Es handelt sich also offensichtlich nicht um die Physik, die ich in Schule, Studium und beim Eigenbau von Funkgeräten kennengelernt habe. Und das bestätigen letztlich auch die genannten Websites. Am Ende werden technische Daten des „Frequenzmodulators“ in so genannten Bovis-Einheiten angegeben. Nein, das hat nichts mit Rindern zu tun. Der Namensgeber sei vielmehr ein gewisser André Bovis, der sich vor ca. 100 Jahren mit der Radiästhesie befasst hat. Und damit sind wir bei einem Thema, das ich unter dem Begriff „Esoterik“ kennengelernt habe. Hier geht es um Wasseradern, Wünschelruten, Feinstofflichkeit, Hartmanngitter und so fort.
Verstehen Sie mich nicht falsch. Ich wage nicht zu bezweifeln, dass die Empfehlungen der Esoteriker positiv auf einige Menschen wirken können, wie Placebos eben. Grundsätzlich ist es also denkbar, dass „Frequenzmodulatoren“ und Elektrolurche, die man in Ihren Gebäuden unterbringt, bei einigen Mitarbeitern Ihres Unternehmens die Sicherheit verbreiten, vor Funkstrahlung geschützt zu sein.

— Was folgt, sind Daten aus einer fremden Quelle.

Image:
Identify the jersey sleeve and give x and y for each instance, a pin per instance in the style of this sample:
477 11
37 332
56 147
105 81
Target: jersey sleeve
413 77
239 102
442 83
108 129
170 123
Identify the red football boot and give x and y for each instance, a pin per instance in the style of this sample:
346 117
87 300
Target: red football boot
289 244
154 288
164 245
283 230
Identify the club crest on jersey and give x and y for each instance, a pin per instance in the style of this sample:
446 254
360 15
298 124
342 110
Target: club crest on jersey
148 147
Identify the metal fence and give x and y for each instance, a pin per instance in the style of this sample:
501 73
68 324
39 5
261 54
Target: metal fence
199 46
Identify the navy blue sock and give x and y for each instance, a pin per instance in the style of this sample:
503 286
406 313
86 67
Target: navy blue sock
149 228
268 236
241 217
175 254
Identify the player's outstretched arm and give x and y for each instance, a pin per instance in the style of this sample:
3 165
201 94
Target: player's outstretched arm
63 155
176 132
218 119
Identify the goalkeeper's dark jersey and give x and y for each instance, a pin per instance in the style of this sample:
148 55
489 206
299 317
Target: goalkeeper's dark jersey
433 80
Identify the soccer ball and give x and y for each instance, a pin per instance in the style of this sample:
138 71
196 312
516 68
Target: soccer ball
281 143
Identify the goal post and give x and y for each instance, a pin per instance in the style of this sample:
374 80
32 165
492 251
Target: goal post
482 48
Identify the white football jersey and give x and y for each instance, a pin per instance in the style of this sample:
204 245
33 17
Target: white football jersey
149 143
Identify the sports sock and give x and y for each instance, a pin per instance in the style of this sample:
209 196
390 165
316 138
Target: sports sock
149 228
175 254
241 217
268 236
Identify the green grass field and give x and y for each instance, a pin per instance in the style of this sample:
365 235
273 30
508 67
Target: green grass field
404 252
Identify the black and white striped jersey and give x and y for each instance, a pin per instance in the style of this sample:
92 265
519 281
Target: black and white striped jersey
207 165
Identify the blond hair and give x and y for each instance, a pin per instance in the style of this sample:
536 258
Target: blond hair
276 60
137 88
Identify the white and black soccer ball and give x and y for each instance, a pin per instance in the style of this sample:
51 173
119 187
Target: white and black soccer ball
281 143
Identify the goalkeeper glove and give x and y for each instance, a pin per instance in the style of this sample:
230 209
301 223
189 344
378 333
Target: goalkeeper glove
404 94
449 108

Vorausgesetzt, man weiß vom Einsatz dieser Mittel. Denn ein Placebo, von dem ich nichts weiß, wird wirkungslos bleiben.
Ich jedoch würde mein Geld lieber für physikalisch fundierte Maßnahmen ausgeben. Nicht, dass Sie es am Ende zu dem Fenster hinauswerfen, durch das die Strahlung hineinkommt.